Water flowing downhill is an optimisation process. Do you mind telling me what does that optimise? In other words, what is the objective function? Water flowing downhill because of gravity. It needs not optimise anything.
Of course, certain intrinsic properties may make some non-living things survive better than other (long half lives, water resistance, etc). But you don’t need to give them any objective as though they have a mind. When you say ‘optimisation,’ you ascribe one more objective to something within a set of constraints, and by doing this you imply that there are some objectives that are more ‘desirable’ than others.

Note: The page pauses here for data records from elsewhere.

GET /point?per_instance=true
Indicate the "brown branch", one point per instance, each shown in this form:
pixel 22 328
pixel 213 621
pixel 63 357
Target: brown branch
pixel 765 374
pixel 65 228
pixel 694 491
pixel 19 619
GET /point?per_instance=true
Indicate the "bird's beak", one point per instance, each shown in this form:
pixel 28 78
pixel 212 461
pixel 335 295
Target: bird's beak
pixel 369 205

I understand that it is just the human mind that makes judgment about ‘desirability’. Yes, I’m suggesting that your views are rather anthropomorphic.
1) Systems do collapse (political systems collapse due to wars, lack of social capital, etc; financial systems collapse due to mismanagement, failure of the invisible hand; the earth may collapse due to anthropogenic climate change; stars do explode). And this means optimisation, if any, fails. If you want to argue that systems collapse in order to optimise larger systems, please come up with some system-design explanations. I believe that a good optimisation process in a well-designed system is one-directional, at least in the short run. You don’t destroy a building to recreate it very soon later unless you have bad design or miscalculation of requirements. But the nature is sometimes stupid enough to destroy a forest in a flash and recreate something very similar several years later.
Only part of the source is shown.